Monday, October 02, 2006

The tricks

I've heard a lot of women - mothers especially - say that they have no time to write. It's understandable.

First there are the mothers that work outside the home and are raising families. They want to spend as much time with their kids as they can when they are home. They feel guilty when they take some time for themselves to sit and visit with their muse.

Then there are the mothers that work inside the home while raising families. They have kids pulling them in a variety of directions, extra laundry it seems, three meals to cook and clean up after, chores to complete. They too feel guilty if they stop to take time to write because their kids are right there, wanting their attention. Even the ones whose kids are in school find that they try get the household chores done during those times.

I have been in both camps.

Right now I work at home, I have a 5 year old son in kindergarten and a six week old daughter. Before having my daughter, I worked outside of the home.

Here are the tricks:
  1. Forget the muse. She is a slack-ass and never shows up for work. If you were her boss, which you are, you'd fire her butt and send her packin'. This doesn't mean that when she does show up you aren't going to ride her like you stole her... because she serves her purpose ... when she shows up. Writing mothers like us? We don't have time to wait on the muse. We write when our fingers are on the keyboard
  2. It's crap, admit it. When we do sit down and write, some of it is crap. We know it.

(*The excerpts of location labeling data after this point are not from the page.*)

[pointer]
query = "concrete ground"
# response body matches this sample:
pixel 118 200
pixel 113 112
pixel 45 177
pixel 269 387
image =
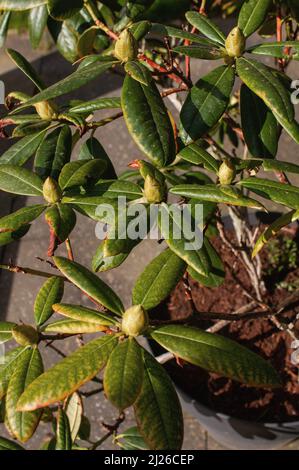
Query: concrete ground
pixel 17 292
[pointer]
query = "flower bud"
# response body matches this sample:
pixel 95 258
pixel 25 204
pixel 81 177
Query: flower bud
pixel 135 321
pixel 51 191
pixel 126 47
pixel 235 43
pixel 227 172
pixel 25 335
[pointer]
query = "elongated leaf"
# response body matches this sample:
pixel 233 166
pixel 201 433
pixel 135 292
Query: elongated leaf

We don't read back over it and tell ourselves what crappy writers we are, we know that we can always go back and revise. But if there's nothing there to work with, there's nothing to craft into a beautiful piece of writing. Now on the days Ms. Muse shows her face, things don't seem so crappy. Still, go back and revise later, she has her off days too.
  3. Set a timer. When you really think you don't have time, you make it. When the kids have fallen asleep, set a timer for 15 minutes. Put fingers on keyboard and write. When you are on your lunch break, set a timer and write. Then reward yourself with a nice Chai Latte.
  4. Give yourself a break. You are busy. Do not try to do it all. I know that' s silly advice from the woman who has hauled her six week old daughter on four flights already to make writing committments... and has two more flights this week alone... but really, don't beat yourself up for not doing it all. There's plenty more I think I could do, but I am not doing it because I know I am human. Pay attention to your stress signs and don't take on any more projects just because you don't have something to do for six minutes one tuesday morning and figure you can write a query for an article you have no time to write. Instead, write it down and pin it on your wall. Decide that when you are done a current project that you will give your attention to this one, waiting in the wings.


Shelley said...

Sounds like good advice from someone who has been there and done that!

homemom3 said...

love it and fits to a tee, at least most of it. That is the parts that I will admit to. :)

angelfeet said...

These are great points and I can't believe you're together enough to be taking flights! When I had a 4-year old and a six-week old baby, it was all I could do throw some clothes on to take my daughter down to the nursery, so you have my great admiration.